The invention has the advantages that: the invention introduces the self-attention layer with the gating function, can further carry out matching and information fusion on the long text, and carries out filtering on unimportant information to a certain degree, thereby relieving the problem of designing longer context and improving the accuracy of the model to a certain degree;

the invention combines ELMo embedding, can obtain more accurate word embedding representation through an encoder pre-trained on large data volume, can make the word embedding representation contain more context information, can effectively solve the problem that polysemous words and the like need context, and improves the model performance.

Drawings

FIG. 1 is a basic flow diagram of the present invention.

FIG. 2 is a diagram of a neural network model according to the present invention.

Detailed Description

As shown in fig. 1, a reading comprehension method based on the ELMo embedding and gating self-attention mechanism includes the following steps:

s8: the representation obtained in the step S7 is further fused and reasoned to the text representation through the two-way double-layer LSTM modeling layer, and modeling representations of articles and problems are respectively obtained;

s9: performing long-context associative matching on the text representation obtained in the step S8 through a gated self-attention layer to obtain a self-attention representation of the word;

s10: the output layer combines the representation obtained in steps S7, S8, S9 to use bilinear function to deduce the start index and the end index of the final answer, i.e. the answer is the phrase between the indexes.

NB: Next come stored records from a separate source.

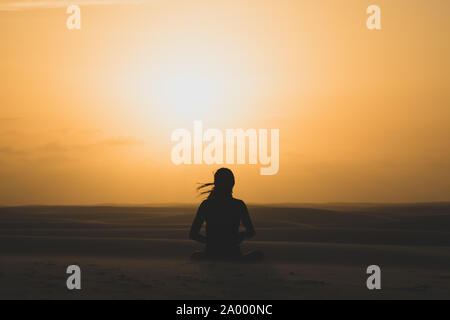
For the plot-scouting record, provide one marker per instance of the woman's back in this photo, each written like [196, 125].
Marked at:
[223, 217]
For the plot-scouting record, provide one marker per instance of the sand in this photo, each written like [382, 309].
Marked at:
[312, 252]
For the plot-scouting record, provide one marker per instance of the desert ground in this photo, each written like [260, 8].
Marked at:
[311, 252]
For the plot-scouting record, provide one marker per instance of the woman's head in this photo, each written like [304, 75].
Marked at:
[222, 186]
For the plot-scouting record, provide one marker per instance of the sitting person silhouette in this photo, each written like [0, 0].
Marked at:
[223, 215]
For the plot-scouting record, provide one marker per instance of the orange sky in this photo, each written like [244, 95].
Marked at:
[86, 116]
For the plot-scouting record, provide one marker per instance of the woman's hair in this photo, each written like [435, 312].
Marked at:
[222, 186]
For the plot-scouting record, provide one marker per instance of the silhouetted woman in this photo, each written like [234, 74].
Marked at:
[223, 215]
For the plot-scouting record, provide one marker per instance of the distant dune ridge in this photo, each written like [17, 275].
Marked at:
[318, 251]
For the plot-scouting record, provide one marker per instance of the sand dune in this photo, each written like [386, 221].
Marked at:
[139, 252]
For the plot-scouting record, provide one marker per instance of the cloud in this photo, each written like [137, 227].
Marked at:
[42, 4]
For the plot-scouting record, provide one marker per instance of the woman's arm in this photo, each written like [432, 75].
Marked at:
[194, 234]
[248, 225]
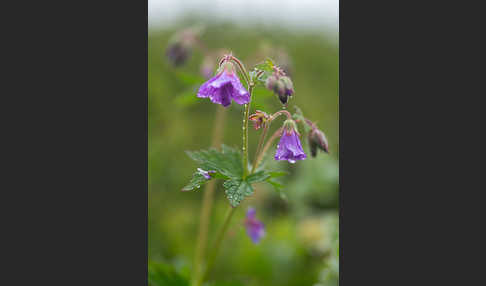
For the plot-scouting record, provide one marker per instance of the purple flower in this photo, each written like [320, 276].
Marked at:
[223, 87]
[254, 228]
[289, 147]
[205, 173]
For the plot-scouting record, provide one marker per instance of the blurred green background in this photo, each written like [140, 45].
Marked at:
[301, 243]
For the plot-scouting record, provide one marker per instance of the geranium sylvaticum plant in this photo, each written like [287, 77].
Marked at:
[232, 83]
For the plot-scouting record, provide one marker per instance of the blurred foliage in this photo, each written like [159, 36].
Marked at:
[301, 243]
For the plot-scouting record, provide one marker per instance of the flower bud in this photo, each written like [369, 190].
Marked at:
[281, 85]
[317, 139]
[259, 119]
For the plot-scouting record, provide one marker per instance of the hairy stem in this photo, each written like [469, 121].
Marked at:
[245, 134]
[217, 244]
[275, 135]
[208, 198]
[260, 145]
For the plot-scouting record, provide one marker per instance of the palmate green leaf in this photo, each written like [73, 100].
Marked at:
[196, 182]
[228, 162]
[236, 190]
[160, 274]
[266, 66]
[257, 177]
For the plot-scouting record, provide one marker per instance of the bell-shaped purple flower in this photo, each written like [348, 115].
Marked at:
[254, 228]
[204, 173]
[289, 147]
[224, 87]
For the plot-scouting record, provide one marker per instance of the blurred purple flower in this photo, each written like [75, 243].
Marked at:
[223, 87]
[254, 228]
[205, 173]
[289, 147]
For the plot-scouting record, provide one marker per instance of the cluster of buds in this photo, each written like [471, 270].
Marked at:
[316, 139]
[289, 148]
[280, 84]
[181, 44]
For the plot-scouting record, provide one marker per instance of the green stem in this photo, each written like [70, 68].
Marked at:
[245, 134]
[217, 244]
[260, 145]
[269, 143]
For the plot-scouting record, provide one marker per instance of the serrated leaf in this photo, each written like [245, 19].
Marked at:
[259, 176]
[160, 274]
[277, 174]
[228, 162]
[237, 190]
[196, 181]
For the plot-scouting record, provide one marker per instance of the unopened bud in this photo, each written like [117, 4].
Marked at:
[281, 85]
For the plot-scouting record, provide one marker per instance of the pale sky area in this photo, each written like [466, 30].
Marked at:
[289, 14]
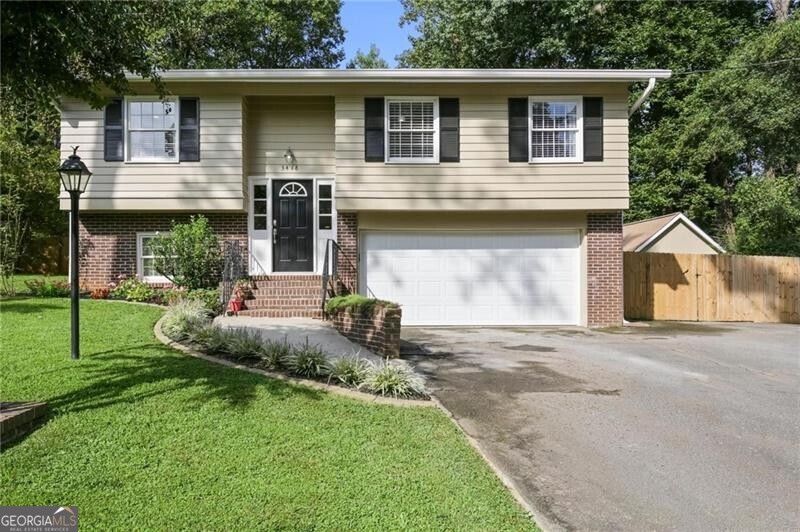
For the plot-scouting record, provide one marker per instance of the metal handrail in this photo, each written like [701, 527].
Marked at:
[330, 272]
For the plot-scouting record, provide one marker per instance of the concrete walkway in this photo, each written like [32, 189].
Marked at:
[297, 330]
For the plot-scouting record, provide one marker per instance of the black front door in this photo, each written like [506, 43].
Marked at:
[293, 226]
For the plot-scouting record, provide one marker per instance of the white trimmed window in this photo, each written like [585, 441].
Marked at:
[145, 259]
[556, 126]
[151, 130]
[412, 130]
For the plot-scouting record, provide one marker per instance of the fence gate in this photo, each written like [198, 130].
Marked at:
[665, 286]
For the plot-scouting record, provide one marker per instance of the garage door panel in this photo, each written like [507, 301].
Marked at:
[476, 278]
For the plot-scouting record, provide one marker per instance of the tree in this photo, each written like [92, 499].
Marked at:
[768, 217]
[371, 59]
[251, 34]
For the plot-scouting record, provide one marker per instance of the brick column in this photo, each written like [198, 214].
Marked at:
[347, 237]
[604, 269]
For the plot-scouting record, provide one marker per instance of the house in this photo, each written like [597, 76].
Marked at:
[470, 197]
[671, 233]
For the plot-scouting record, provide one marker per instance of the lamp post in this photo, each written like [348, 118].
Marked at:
[74, 178]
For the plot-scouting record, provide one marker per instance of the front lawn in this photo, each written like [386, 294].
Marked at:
[143, 437]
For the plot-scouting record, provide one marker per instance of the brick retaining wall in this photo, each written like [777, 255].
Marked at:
[378, 331]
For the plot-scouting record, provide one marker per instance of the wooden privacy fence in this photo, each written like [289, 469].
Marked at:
[665, 286]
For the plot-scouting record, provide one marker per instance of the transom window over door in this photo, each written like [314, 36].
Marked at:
[412, 130]
[152, 129]
[555, 128]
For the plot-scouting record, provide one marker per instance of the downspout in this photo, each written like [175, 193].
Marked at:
[651, 84]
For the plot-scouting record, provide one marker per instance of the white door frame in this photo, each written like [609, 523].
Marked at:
[265, 268]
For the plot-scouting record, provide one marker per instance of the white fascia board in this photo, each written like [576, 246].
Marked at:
[690, 224]
[410, 75]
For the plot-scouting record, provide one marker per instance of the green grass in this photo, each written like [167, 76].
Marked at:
[19, 281]
[144, 437]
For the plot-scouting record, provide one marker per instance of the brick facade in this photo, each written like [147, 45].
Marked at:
[378, 331]
[347, 237]
[604, 269]
[108, 239]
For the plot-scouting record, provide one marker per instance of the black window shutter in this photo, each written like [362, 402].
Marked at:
[518, 130]
[190, 129]
[592, 129]
[114, 132]
[373, 130]
[448, 130]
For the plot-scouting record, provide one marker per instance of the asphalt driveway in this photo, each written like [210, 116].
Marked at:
[673, 426]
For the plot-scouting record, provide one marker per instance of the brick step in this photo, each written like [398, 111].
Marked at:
[282, 313]
[283, 292]
[284, 303]
[309, 279]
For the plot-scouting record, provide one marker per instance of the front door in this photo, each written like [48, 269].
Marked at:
[292, 226]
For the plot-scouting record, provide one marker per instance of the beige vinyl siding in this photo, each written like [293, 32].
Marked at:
[304, 124]
[680, 239]
[484, 179]
[213, 183]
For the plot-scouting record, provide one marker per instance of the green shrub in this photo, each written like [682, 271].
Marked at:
[356, 303]
[350, 371]
[308, 361]
[245, 344]
[276, 355]
[184, 317]
[48, 287]
[132, 289]
[394, 378]
[189, 255]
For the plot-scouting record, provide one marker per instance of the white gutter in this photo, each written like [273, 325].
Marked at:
[410, 75]
[651, 84]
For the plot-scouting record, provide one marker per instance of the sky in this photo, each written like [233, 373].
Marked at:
[374, 21]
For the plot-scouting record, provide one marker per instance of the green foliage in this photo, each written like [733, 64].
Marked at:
[356, 303]
[48, 287]
[209, 297]
[245, 344]
[349, 371]
[276, 355]
[184, 317]
[212, 339]
[308, 361]
[768, 219]
[190, 255]
[371, 59]
[394, 378]
[147, 415]
[251, 34]
[132, 289]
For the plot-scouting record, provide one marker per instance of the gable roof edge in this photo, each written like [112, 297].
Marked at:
[680, 217]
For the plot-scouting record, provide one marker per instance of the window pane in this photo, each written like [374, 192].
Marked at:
[152, 145]
[410, 115]
[148, 268]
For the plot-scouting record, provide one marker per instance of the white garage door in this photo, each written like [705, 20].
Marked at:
[476, 278]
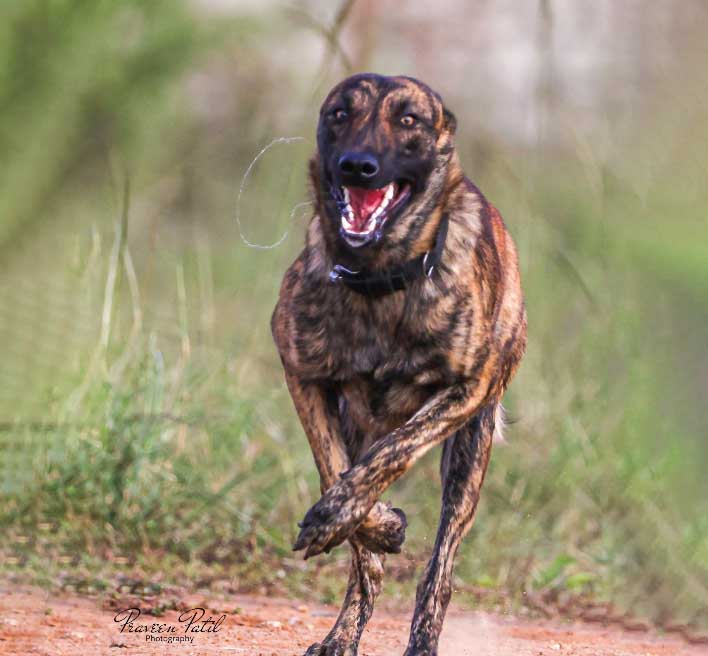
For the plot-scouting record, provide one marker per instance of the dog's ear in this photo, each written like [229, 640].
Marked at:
[449, 121]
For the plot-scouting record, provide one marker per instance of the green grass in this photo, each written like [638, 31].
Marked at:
[146, 427]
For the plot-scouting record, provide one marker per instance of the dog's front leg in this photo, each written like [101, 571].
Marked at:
[347, 502]
[383, 529]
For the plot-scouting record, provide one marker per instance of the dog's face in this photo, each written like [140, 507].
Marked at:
[379, 139]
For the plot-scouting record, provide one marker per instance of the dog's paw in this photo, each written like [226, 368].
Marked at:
[384, 529]
[330, 521]
[332, 648]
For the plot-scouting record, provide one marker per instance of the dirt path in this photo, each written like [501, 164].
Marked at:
[37, 622]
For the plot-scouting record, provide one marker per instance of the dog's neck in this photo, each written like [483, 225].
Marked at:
[408, 237]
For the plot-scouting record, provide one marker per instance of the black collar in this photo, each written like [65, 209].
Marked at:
[380, 283]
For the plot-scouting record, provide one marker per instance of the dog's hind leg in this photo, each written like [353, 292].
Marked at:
[364, 585]
[464, 463]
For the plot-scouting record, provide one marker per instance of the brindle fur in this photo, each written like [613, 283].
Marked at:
[377, 382]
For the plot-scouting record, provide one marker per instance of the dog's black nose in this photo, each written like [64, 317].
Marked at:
[358, 166]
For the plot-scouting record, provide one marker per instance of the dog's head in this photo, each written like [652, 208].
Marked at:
[383, 143]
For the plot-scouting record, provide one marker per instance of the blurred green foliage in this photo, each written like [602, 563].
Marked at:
[143, 418]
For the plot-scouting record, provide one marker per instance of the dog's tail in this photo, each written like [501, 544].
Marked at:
[499, 424]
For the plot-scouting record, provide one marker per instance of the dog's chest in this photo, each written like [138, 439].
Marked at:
[387, 372]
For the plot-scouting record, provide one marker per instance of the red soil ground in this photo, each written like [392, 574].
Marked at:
[38, 622]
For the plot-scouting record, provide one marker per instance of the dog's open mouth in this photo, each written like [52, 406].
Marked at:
[364, 211]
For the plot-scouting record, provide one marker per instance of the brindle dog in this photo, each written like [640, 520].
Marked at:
[399, 327]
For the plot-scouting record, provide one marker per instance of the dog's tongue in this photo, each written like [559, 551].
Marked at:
[363, 203]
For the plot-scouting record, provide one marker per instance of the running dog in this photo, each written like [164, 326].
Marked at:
[399, 326]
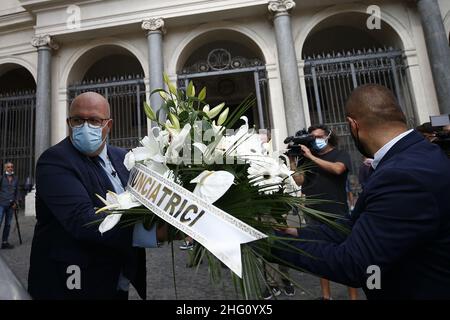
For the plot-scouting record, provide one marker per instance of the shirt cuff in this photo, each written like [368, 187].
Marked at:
[144, 238]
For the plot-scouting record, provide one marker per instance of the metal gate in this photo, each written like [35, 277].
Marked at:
[331, 78]
[220, 62]
[17, 122]
[126, 96]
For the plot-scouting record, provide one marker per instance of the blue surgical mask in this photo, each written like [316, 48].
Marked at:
[320, 144]
[86, 139]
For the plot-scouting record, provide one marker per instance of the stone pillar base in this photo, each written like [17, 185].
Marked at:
[30, 209]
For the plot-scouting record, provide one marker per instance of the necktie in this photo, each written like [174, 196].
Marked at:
[103, 178]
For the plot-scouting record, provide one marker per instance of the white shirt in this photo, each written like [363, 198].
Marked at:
[384, 149]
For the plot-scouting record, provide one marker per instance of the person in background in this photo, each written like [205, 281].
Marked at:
[9, 196]
[326, 180]
[398, 244]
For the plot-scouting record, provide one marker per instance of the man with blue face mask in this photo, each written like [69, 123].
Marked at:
[70, 259]
[326, 179]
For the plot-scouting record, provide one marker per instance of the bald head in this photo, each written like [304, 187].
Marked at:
[374, 106]
[92, 108]
[90, 105]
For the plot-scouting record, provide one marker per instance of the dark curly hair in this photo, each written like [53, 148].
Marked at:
[332, 140]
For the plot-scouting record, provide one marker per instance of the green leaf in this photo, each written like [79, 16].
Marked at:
[202, 94]
[184, 116]
[149, 111]
[172, 88]
[190, 91]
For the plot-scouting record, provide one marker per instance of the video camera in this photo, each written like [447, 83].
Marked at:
[302, 137]
[442, 124]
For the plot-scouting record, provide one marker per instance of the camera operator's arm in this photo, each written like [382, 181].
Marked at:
[298, 177]
[336, 168]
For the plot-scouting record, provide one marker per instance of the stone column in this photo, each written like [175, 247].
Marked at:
[438, 50]
[287, 61]
[155, 30]
[44, 45]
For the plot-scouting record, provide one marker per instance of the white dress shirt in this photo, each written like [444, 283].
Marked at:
[384, 149]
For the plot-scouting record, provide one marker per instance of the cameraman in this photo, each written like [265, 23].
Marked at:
[325, 180]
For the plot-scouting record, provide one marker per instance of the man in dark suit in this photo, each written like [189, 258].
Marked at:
[399, 243]
[70, 259]
[9, 196]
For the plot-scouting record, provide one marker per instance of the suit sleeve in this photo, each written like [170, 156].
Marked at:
[399, 213]
[70, 203]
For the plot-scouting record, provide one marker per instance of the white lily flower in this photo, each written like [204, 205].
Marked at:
[151, 150]
[129, 161]
[212, 185]
[115, 201]
[110, 221]
[268, 171]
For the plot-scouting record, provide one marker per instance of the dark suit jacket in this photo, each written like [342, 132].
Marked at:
[66, 184]
[401, 223]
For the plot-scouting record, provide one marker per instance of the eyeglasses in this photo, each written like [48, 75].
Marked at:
[94, 123]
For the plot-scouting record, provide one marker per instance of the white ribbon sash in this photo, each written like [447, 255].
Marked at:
[216, 230]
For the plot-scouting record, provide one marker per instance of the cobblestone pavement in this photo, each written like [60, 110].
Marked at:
[191, 284]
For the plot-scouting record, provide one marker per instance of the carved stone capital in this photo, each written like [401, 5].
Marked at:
[44, 41]
[153, 24]
[281, 6]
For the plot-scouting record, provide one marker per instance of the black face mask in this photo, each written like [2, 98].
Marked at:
[358, 143]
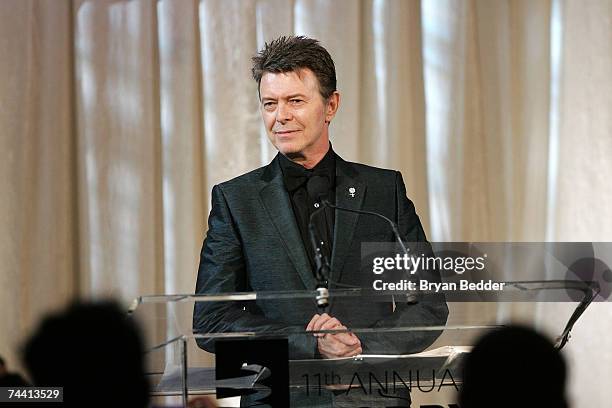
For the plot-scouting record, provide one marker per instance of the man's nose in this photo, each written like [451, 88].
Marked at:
[283, 113]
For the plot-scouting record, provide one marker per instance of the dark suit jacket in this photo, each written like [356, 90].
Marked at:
[253, 244]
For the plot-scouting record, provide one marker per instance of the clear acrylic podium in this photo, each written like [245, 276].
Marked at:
[177, 366]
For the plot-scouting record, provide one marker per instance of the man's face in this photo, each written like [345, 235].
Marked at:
[295, 114]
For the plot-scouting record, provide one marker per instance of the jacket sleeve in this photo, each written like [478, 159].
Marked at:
[427, 311]
[222, 269]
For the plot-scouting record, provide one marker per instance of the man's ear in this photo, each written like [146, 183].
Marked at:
[333, 102]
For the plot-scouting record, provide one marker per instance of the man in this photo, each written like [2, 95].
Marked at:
[258, 225]
[94, 351]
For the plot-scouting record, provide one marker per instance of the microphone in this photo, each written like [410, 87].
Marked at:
[411, 298]
[318, 188]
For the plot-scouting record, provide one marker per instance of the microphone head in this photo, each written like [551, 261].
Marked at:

The step S1 is described in detail as follows:

The step S2 is described in detail as follows:

The detailed process by the step S5 is as follows:

y＝F(x，W_H)·G(x，W_G)+x·(1-G(x，W_G))

thereby obtaining a context vector matrix

And a problem vector matrix

the step S7 bidirectional attention matching mechanism is as follows:

wherein

Then the vector is tiled for T times according to columns to obtain

the gate control attention in the step S9 is described in detail as follows:

the reason for this layer is that some of the problems involve longer contextual contexts, requiring more complex reasoning, and to alleviate these problems, the contextual representations of the words obtained by the modeling layer are directly matched with all other contextual word representations, i.e. each word representation M is first calculated from the text matrix representation obtained by the S8 modeling layer_tWith all other words representing M_jAttention to (1)And (3) calculating a final weighted sum representation of each word after normalizing the scores:

g＝sigmoid(W_g[P；M])

P^*＝g⊙[P；M]

The answer layer in said step S10 is described in detail as follows:

The specific implementation process of the invention is as follows:

1. an appropriate data set is selected.

This section uses a Stanford question and answer dataset (SQuAD), which is created manually by crowdsourcing. The SQuAD dataset is a regional predictive reading comprehension dataset, i.e. given articles and questions, the machine needs to find the corresponding region (span) of answers in the articles and predict the start and end positions. The length of the region is generally not limited. It is constructed from 536 articles randomly selected from wikipedia, english, including 107785 answers to questions. Typically, articles vary from 50 to 250 words, and questions contain about 10 words. This data set is one of the largest MRC data sets to date.

2. And selecting a model performance evaluation index.

This section uses two indices to evaluate the model: f1 and Exact Match (EM) score. These two scores may be obtained by comparing the model predicted answer with the candidate answers using an official script, i.e., comparing each of the three candidate answers with the predicted answer and selecting the highest score. Where EM is the full correct predictive score, the F1 score is defined as the average overlap score between the predicted answer and the candidate answer.

3. And constructing a model according to the prior art scheme and experience.

As shown in fig. 2, the main core content of the present invention includes the following hierarchical structure: (1) and the ELMo embedded layer obtains an embedded representation that the word contains the context information by using a pre-trained ELMo language model. (2) The self-attention layer with the gating function matches the word representation of the article with all other words of the article, and filters unimportant information by the gating function. (3) And a bilinear function answer layer based on a feature multiplexing method is used for predicting the start and end positions of the answer.

Wherein (1), (2), and (3) are further described:

(1) the ELMo embedding in (1) is obtained by pre-training two-layer bidirectional LSTM, and the model takes a bidirectional language model as a target, is trained on a large corpus, and can be easily integrated into the existing model. ELMo uses multi-layer LSTM, the upper layer LSTM state extracts context semantic information, and the lower layer LSTM state extracts grammar information. The final ELMo representation is a linear combination of the LSTM states of each layer. And splicing the obtained ELMo embedding, character embedding and glove word embedding as model input.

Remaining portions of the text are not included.